2013年6月22日土曜日

京ことば源氏物語

「京ことば源氏物語」という朗読会に行ってきました。
源氏物語54帖を色であらわした有田祐子さんからのご紹介でした。


会場は明大前から数分の「キッドアイラックホール」というところ。
アングラ劇をするような(?)ところでした。

朗読をされたのは山下智子さんという京都出身の女優さん。
仲代達矢の無名塾出身の方だそうです。

その方が、中井和子さんという京都の大学の先生がお書きになった「京ことば源氏物語」を朗読されました。
この会はずっと続いているそうで、今回で24回目。
今回は26帖の「常夏」と27帖の「篝火」を朗読されました。

もともと源氏物語は京の都で書かれたものなのですから、光源氏にしても紫の上にしても、みなさん、京都の言葉で話していたのですよね。ですから現代語にする時も京ことばに訳したほうが合っているわけです。標準語(江戸ことば)で話すほうがおかしいですよね。

以前、田辺聖子さんの大阪弁で書かれた源氏物語を読んだことがありますが、それも面白かったですね。

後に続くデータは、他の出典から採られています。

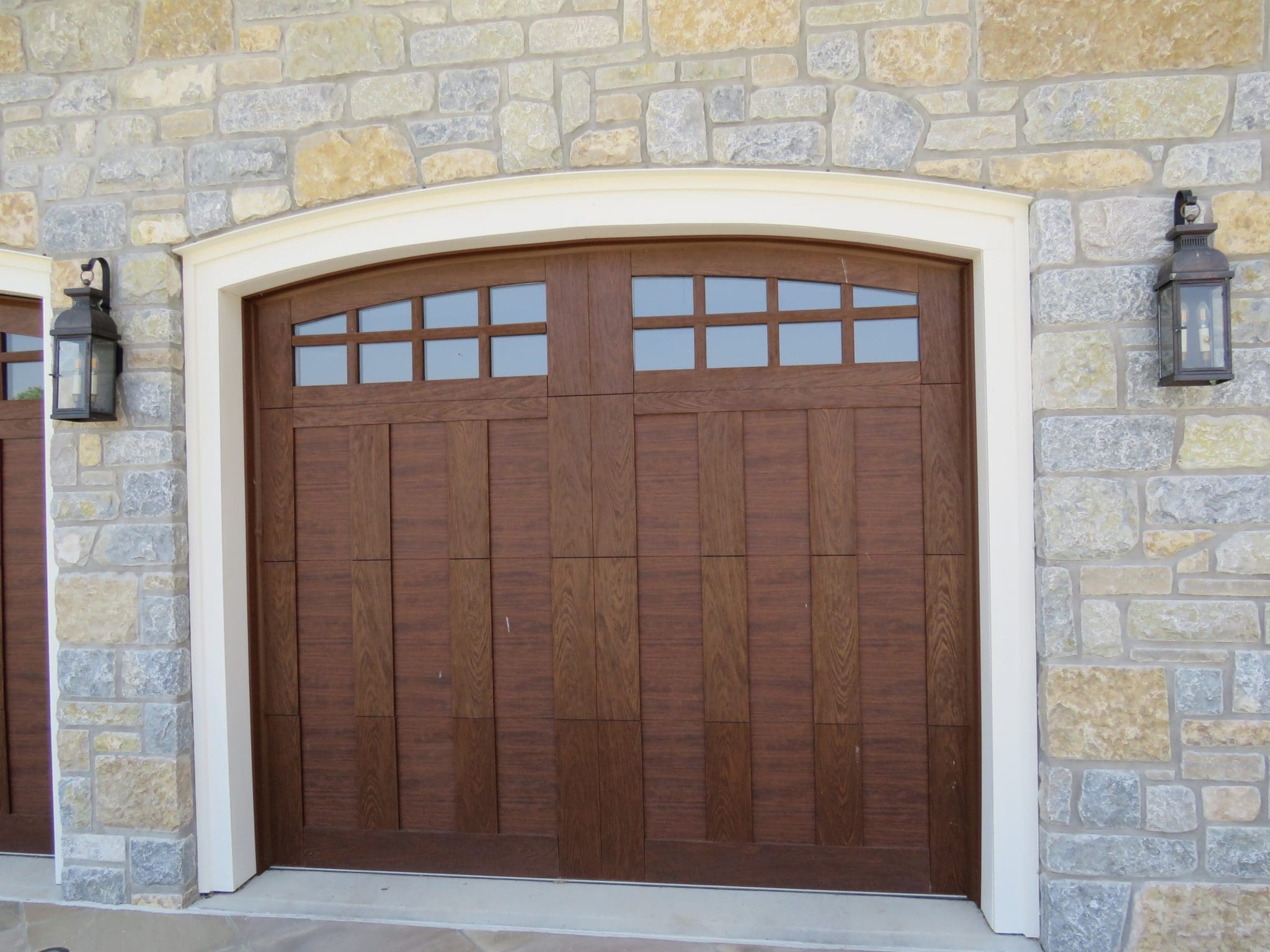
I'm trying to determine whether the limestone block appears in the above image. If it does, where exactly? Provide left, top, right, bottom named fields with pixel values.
left=833, top=86, right=925, bottom=171
left=295, top=126, right=418, bottom=208
left=865, top=23, right=965, bottom=87
left=1044, top=665, right=1170, bottom=766
left=646, top=0, right=799, bottom=56
left=137, top=0, right=234, bottom=60
left=95, top=756, right=194, bottom=831
left=979, top=0, right=1265, bottom=81
left=1024, top=76, right=1231, bottom=144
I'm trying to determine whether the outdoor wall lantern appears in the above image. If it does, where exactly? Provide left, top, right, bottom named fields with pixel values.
left=1156, top=192, right=1235, bottom=386
left=51, top=258, right=120, bottom=420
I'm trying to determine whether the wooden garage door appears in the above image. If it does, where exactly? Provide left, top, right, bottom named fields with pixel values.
left=246, top=241, right=978, bottom=895
left=0, top=297, right=53, bottom=853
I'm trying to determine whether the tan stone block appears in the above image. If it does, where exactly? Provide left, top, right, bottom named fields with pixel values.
left=979, top=0, right=1265, bottom=81
left=0, top=192, right=39, bottom=247
left=239, top=25, right=282, bottom=53
left=1213, top=192, right=1270, bottom=255
left=569, top=127, right=642, bottom=169
left=296, top=126, right=418, bottom=208
left=137, top=0, right=234, bottom=60
left=990, top=149, right=1152, bottom=192
left=422, top=149, right=498, bottom=185
left=1200, top=787, right=1261, bottom=822
left=1081, top=565, right=1173, bottom=596
left=647, top=0, right=799, bottom=55
left=1142, top=529, right=1213, bottom=558
left=915, top=159, right=983, bottom=182
left=865, top=23, right=970, bottom=86
left=95, top=754, right=194, bottom=830
left=1044, top=665, right=1170, bottom=760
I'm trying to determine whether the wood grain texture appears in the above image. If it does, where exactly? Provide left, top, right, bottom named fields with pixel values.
left=806, top=408, right=856, bottom=555
left=812, top=556, right=859, bottom=723
left=701, top=556, right=749, bottom=721
left=706, top=721, right=755, bottom=843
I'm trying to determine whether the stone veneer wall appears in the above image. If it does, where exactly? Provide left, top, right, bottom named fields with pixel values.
left=0, top=0, right=1270, bottom=952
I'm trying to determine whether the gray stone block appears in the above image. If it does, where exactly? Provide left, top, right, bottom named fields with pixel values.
left=1040, top=879, right=1130, bottom=952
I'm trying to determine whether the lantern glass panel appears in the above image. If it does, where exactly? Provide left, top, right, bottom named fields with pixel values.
left=1176, top=283, right=1225, bottom=371
left=89, top=340, right=120, bottom=416
left=57, top=338, right=89, bottom=410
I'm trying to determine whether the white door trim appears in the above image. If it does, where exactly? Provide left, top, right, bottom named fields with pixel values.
left=178, top=169, right=1040, bottom=935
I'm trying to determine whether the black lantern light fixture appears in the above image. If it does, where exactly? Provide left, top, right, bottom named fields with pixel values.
left=1156, top=192, right=1235, bottom=386
left=51, top=258, right=121, bottom=420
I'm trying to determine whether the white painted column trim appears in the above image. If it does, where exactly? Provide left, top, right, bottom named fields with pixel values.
left=178, top=169, right=1040, bottom=935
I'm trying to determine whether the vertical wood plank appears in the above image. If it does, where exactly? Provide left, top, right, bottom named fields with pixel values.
left=590, top=395, right=635, bottom=556
left=450, top=558, right=494, bottom=718
left=546, top=254, right=590, bottom=396
left=806, top=408, right=856, bottom=555
left=926, top=555, right=972, bottom=726
left=597, top=721, right=644, bottom=881
left=353, top=561, right=395, bottom=717
left=701, top=556, right=749, bottom=721
left=815, top=723, right=865, bottom=847
left=922, top=383, right=969, bottom=555
left=697, top=413, right=745, bottom=556
left=706, top=722, right=755, bottom=843
left=548, top=396, right=592, bottom=558
left=551, top=558, right=596, bottom=721
left=357, top=717, right=399, bottom=830
left=556, top=721, right=603, bottom=879
left=812, top=556, right=859, bottom=723
left=348, top=424, right=393, bottom=558
left=446, top=420, right=489, bottom=558
left=592, top=558, right=639, bottom=721
left=455, top=717, right=498, bottom=832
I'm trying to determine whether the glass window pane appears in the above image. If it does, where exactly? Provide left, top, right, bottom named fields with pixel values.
left=489, top=334, right=548, bottom=377
left=423, top=337, right=480, bottom=379
left=779, top=321, right=842, bottom=367
left=357, top=340, right=414, bottom=383
left=357, top=301, right=411, bottom=334
left=489, top=282, right=548, bottom=327
left=423, top=291, right=476, bottom=327
left=296, top=344, right=348, bottom=387
left=4, top=361, right=45, bottom=400
left=855, top=317, right=917, bottom=363
left=706, top=324, right=767, bottom=367
left=706, top=278, right=767, bottom=314
left=635, top=327, right=696, bottom=371
left=291, top=314, right=348, bottom=337
left=4, top=334, right=45, bottom=354
left=631, top=278, right=692, bottom=319
left=776, top=281, right=842, bottom=311
left=851, top=287, right=917, bottom=307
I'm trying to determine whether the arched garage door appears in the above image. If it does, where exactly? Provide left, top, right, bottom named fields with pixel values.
left=245, top=240, right=978, bottom=896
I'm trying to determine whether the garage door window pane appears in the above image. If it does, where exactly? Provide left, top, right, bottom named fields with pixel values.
left=706, top=324, right=767, bottom=367
left=851, top=287, right=917, bottom=307
left=357, top=340, right=414, bottom=383
left=423, top=291, right=476, bottom=330
left=423, top=338, right=480, bottom=379
left=489, top=282, right=548, bottom=324
left=489, top=334, right=548, bottom=377
left=357, top=301, right=411, bottom=334
left=706, top=278, right=767, bottom=314
left=635, top=327, right=696, bottom=371
left=631, top=278, right=692, bottom=317
left=776, top=281, right=842, bottom=313
left=291, top=314, right=348, bottom=338
left=779, top=321, right=842, bottom=367
left=296, top=344, right=348, bottom=387
left=855, top=317, right=917, bottom=363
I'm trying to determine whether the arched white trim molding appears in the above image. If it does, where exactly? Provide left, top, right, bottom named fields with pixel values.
left=178, top=169, right=1039, bottom=935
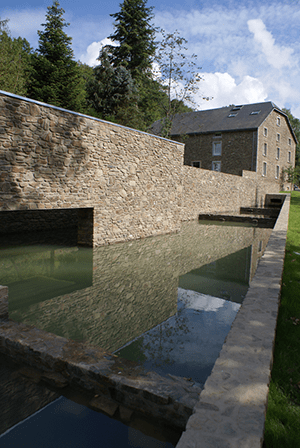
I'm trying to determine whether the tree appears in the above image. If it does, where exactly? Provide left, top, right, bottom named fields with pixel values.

山下さんは水色とグレーの紅型風の着物に、ざっくりとした青の帯。それにちょっと変わった上品な帯締めをしていました。
私は最前列に座っていたので、しっかりと細部まで拝見させていただきました。
しっとりとした京女の魅力がたっぷりの方でした。


朗読をする舞台の様子です。
正面の一番前に座りました。


今回の「常夏」(なでしこの意味)は、光源氏36歳の時のお話です。当時は36歳といえば、もうかなり円熟した中年の部類に入っていました。
ただし物語は、源氏よりも彼のライバルである内大臣(昔の頭中将)の子どもたちのことが話題の中心です。
彼にも奥さんが数人いて、それぞれに子どもがいるのですが、中でも「近江の君」という田舎から出てきた娘には悩まされています。品がなくて早口でわめくし、教養がなくて突飛な行動をするからなのです。つまりみんなの顰蹙の的なのですが、こういう人物を登場させることによって、より一層、玉鬘がいかに上品で美しいかを際立させたのではないかということでした。

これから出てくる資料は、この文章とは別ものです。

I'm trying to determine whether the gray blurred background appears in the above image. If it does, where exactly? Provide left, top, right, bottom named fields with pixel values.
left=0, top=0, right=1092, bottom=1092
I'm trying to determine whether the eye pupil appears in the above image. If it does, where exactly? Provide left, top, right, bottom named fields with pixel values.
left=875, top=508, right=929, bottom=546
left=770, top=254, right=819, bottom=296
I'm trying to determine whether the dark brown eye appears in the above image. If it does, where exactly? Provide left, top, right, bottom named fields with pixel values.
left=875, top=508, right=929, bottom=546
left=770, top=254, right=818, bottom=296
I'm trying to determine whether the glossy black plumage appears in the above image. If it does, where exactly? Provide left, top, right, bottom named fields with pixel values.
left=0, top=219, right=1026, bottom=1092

「篝火」のほうは、偽の親子である源氏と玉鬘が琴を枕にして寄り添って寝ている、という微妙なシーンから始まります。
そして内大臣の息子である柏木が、実の姉とは知らずに玉鬘に恋心を抱いてしまうのです。なんとも罪作りな内大臣ですね。

私はこの2つの巻の前にある「蛍」が好きですね。几帳の中に蛍を放して、その光で玉鬘を浮かび上がらせる演出をするシーンはすごく幻想的なのです。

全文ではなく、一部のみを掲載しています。